Researchers also collected data on multiple secondary outcome measures, including changes in post-exercise LVOT; the proportion of patients whose NYHA Class, an indicator of disease severity, improved; changes in the Kansas City Cardiomyopathy Questionnaire (KCCQ), which assesses patients’ report of symptoms and physical limitations; as well as NT-proBNP and troponin levels. At 16 weeks, all were found to be significantly improved among patients taking mavacamten compared with those on placebo. Researchers highlighted significant improvement in NYHA class among patients taking mavacamten, with 63% patients improving by one and 27% improving by two NYHA classes. 

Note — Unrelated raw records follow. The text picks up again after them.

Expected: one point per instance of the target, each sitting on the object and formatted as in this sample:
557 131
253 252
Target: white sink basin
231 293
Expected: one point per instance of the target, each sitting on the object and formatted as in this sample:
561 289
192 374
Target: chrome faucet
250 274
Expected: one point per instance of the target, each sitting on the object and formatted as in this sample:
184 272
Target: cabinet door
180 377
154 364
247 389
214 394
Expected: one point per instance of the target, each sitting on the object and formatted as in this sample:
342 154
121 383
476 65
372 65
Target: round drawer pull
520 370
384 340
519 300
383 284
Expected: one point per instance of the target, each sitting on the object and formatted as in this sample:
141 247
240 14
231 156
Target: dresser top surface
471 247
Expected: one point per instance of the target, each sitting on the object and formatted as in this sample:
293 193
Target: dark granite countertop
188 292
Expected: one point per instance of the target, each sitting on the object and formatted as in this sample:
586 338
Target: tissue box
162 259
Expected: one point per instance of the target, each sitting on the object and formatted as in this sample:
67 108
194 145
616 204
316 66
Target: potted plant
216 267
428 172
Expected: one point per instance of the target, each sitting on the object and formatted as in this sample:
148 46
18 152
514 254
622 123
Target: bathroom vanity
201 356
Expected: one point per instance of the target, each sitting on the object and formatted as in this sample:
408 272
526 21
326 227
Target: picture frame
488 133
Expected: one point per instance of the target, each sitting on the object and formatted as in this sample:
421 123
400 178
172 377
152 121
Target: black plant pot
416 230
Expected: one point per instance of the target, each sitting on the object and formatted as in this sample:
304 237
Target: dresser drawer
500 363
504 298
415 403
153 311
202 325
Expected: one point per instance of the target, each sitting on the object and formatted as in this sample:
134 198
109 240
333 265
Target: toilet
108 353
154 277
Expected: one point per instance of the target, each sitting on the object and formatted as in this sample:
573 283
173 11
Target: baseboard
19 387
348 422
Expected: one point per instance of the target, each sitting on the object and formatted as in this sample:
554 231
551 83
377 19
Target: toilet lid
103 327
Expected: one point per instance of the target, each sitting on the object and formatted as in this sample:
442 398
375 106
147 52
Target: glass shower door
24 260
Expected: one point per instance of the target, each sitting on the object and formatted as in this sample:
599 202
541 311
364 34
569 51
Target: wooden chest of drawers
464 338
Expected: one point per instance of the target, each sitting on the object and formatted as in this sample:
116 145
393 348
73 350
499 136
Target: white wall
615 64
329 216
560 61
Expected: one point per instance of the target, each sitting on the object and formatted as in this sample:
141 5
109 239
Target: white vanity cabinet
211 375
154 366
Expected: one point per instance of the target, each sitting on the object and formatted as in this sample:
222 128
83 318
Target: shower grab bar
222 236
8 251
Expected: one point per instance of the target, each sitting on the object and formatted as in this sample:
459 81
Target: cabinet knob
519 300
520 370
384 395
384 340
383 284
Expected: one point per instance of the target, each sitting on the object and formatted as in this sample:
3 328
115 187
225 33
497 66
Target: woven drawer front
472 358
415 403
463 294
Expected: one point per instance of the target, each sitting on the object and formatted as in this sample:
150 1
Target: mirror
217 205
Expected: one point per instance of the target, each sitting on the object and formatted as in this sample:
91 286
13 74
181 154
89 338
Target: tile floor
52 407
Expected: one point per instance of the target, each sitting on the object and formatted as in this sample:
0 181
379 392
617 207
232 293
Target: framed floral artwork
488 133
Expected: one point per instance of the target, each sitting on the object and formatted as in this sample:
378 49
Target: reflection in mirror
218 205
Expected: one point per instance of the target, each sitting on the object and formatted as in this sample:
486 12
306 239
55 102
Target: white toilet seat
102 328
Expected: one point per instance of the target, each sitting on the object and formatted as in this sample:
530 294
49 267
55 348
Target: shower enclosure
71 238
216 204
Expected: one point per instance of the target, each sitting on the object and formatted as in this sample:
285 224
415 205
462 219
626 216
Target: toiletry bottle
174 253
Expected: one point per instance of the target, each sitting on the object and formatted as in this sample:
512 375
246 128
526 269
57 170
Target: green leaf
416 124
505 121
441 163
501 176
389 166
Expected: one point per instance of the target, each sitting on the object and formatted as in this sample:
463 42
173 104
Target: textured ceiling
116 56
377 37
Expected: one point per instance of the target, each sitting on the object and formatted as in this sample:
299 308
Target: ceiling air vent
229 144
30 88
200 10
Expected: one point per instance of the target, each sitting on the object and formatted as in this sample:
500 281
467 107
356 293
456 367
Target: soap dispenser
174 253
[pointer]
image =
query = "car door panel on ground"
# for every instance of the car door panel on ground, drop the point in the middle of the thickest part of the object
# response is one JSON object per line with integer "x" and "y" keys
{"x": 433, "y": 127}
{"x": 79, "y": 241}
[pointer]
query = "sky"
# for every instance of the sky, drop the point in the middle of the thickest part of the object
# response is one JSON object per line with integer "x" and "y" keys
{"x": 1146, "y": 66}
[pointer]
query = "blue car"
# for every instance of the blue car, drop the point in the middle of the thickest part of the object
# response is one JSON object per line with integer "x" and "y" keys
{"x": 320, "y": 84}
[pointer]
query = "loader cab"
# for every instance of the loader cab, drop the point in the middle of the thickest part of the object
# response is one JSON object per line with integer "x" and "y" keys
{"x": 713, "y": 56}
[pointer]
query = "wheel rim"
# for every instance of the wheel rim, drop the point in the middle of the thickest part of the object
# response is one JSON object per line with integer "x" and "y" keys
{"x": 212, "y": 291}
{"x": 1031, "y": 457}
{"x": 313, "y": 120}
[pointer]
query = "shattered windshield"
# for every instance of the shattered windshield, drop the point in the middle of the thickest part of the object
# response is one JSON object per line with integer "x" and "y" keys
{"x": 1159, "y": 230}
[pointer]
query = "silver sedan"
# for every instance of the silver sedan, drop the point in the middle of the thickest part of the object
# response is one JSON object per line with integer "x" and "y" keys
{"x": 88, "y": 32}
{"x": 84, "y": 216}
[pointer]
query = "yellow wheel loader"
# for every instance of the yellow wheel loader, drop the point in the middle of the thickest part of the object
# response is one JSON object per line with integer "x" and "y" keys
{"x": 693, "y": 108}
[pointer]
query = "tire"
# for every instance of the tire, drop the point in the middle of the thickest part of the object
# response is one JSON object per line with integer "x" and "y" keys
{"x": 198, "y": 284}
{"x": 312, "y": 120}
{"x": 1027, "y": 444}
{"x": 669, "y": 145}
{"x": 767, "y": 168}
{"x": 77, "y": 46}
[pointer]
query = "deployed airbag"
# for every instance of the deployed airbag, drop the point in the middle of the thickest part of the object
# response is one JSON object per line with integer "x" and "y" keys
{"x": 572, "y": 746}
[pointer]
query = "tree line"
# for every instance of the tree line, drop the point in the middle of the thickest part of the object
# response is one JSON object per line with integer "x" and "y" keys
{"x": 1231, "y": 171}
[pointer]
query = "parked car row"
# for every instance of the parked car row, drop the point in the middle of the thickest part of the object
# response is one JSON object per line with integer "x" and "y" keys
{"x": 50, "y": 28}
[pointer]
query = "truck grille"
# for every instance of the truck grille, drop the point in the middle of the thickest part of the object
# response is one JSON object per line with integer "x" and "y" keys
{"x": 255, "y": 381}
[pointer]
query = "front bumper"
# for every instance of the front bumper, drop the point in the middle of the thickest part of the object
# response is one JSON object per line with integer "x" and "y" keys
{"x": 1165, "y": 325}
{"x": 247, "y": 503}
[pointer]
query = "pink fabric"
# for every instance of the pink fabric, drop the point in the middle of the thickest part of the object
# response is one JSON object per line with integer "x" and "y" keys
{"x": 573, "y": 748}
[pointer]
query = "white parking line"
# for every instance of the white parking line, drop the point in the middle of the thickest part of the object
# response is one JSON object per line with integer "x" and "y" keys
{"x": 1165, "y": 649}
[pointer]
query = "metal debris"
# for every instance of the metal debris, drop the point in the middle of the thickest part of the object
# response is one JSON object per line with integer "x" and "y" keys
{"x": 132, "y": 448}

Mavacamten is a selective cardiac myosin inhibitor and has been shown to reduce cardiac muscle contractility by inhibiting excessive myosin-actin cross-bridge formation that results in increased contraction, excessive thickening of the heart muscle and reduced compliance (increased stiffness). Because it reduces hypercontractility, there was some concern that it might affect heart function. Desai said that the drug was well tolerated. Two patients in the mavacamten group had a drop in ejection fraction to less than 50% and had to stop the drug temporarily until their ejection fraction recovered, but they were able to restart the drug at a lower dose. There were no reported deaths, strokes or heart attacks.

Patients were offered the opportunity to enroll in the extension study for three years to receive mavacamten or undergo a procedure, and nearly all of them (95%) chose to take the drug. This will allow the research team to see how many patients end up crossing over and needing surgery, and how many can stay on the medication.

“This is a big win for patients, especially as many people don’t want surgery, are at high risk for complications or don’t have good anatomy for ablation,” Desai said. “We are hoping this study will also draw much-needed attention to HCM. This disease is woefully underrecognized. There are not enough HCM experts and not enough proven medical therapies, so there are many opportunities to do better.”

Mavacamten is currently under review with the U.S. Food and Drug Administration for use in obstructive HCM, with a decision expected at the end of April. The study was funded by MyoKardia, Inc., a wholly owned subsidiary of Bristol Myers Squibb.